The Department of Labor fiduciary rule was published nearly four months ago, but analysts say broker-dealers and their advisors still don’t fully understand how compensation is affected.
The rule requires anyone working with retirement funds to act in the best interest of their clients. That means “conflicted” compensation, like trail commissions and trips to Cancun, are out.
However, the DOL included a series of exemptions permitting advisors to continue accepting such compensation if they meet certain disclosures and the recommended investment product is still in the best interest of the client. Specifically, the Best Interest Contract exemption theoretically allows advisors to continue selling variable and fixed-indexed annuities on a commission basis.
But it isn’t quite that easy to put those words into practice and be in compliance, said Bradford P. Campbell, counsel at Drinker Biddle & Reath in Washington.
“I think what people read into that is ‘Okay, well maybe we can still operate largely as we have been but we’re just going to have to jump through additional hoops to do so,’” he said. “That’s not the case. The BIC exemption does not preserve the status quo with additional conditions.”
Critics say the DOL is trying to force the industry to move from a commission- to a fee-based model with its 1,023-page rule. Opponents filed three lawsuits, the first of which will be heard Aug. 25 in District of Columbia District Court.
“We’ll probably have some sort of court ruling, at least on that initial set of motions, probably in September,” Campbell said. “Throughout the fall, we’ll probably be learning more about where the litigation is going.”
Two Ways to Set Compensation
Broker-dealers have two options for advisor compensation under the BIC, said Fred Reish, a partner with Drinker Biddle, calling it “the single most disruptive change” under the BIC. They can opt for level fee, or set a compensation structure based on “neutral factors.”
The latter option will permit more freedom, but carries the potential for a class-action lawsuit against the broker-dealer if compensation isn’t done right, Reish said.

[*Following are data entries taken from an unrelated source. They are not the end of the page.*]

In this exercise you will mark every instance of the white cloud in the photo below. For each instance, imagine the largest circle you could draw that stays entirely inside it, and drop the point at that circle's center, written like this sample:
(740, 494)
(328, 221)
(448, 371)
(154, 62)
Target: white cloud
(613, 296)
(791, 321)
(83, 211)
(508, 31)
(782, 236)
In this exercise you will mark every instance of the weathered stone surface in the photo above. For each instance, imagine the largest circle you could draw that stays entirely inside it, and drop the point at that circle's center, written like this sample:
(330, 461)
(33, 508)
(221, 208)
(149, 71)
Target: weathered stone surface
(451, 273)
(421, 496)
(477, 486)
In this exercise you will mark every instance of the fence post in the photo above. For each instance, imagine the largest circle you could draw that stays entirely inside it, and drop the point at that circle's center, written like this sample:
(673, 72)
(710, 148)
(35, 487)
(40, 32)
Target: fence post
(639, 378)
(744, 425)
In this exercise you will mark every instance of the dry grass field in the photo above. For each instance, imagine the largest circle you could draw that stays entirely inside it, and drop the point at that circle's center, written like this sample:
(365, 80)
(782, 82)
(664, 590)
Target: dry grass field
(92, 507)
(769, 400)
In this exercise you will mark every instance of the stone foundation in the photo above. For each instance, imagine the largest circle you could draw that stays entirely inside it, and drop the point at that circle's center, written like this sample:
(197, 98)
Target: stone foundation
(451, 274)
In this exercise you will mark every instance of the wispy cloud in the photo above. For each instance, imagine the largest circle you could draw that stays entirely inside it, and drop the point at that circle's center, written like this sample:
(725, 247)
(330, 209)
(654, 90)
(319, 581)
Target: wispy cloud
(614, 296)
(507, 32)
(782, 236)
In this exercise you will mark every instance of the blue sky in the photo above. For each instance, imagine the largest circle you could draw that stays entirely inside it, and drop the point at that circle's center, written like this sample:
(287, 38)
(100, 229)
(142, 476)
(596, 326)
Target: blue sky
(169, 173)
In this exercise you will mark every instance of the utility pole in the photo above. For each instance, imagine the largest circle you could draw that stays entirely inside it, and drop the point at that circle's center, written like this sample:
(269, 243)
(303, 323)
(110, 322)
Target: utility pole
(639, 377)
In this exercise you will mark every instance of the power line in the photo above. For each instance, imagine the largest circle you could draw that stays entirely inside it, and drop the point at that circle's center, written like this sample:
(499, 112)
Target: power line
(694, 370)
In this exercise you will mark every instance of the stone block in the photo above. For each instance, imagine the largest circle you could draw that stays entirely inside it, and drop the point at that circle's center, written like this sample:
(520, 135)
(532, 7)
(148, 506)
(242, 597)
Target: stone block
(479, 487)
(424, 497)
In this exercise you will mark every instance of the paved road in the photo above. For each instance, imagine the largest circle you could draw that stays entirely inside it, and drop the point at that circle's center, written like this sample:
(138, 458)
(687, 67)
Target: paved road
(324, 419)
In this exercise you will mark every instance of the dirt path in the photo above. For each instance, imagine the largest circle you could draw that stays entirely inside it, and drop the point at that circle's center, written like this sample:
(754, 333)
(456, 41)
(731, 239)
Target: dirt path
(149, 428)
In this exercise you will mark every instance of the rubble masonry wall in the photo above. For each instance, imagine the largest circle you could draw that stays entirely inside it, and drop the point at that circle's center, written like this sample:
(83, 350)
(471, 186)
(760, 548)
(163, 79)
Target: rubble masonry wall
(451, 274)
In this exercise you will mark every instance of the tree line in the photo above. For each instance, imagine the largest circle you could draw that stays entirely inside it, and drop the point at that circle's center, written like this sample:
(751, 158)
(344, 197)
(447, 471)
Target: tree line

He recommended BDs hire a third-party consultant to do an analysis of service factors and create a fee structure based on those neutral factors. The fee structure would apply to all products sold within a category.
There’s still risk in creating those compensation grids, Campbell said, even if done with an outside consultant.
“Your expert says that it should be two times the compensation for an annuity as it is for an index fund or a mutual fund because there’s more work,” he said, citing a hypothetical case. “The plaintiff is going to have an expert that says ‘Well that’s great but it really was 1.2 times. Let’s sue about it and find out who was right.’”
While the broker-dealer is allowed to accept variable compensation, the advisor must be agnostic with regards to products sold within a category, Reish said.
Both Campbell and Reish, are working with clients struggling to get into compliance with the fiduciary rule.
Those clients are not waiting. The initial fiduciary rule mandates take effect April 10, 2017, with the remainder of the rule effective Jan. 1, 2018.
“They don’t even have enough time under the current timeframe to get into compliance by April 10,” Reish said. “Therefore, they can’t wait to see what the outcome of the litigation or any of these other eventualities might be.”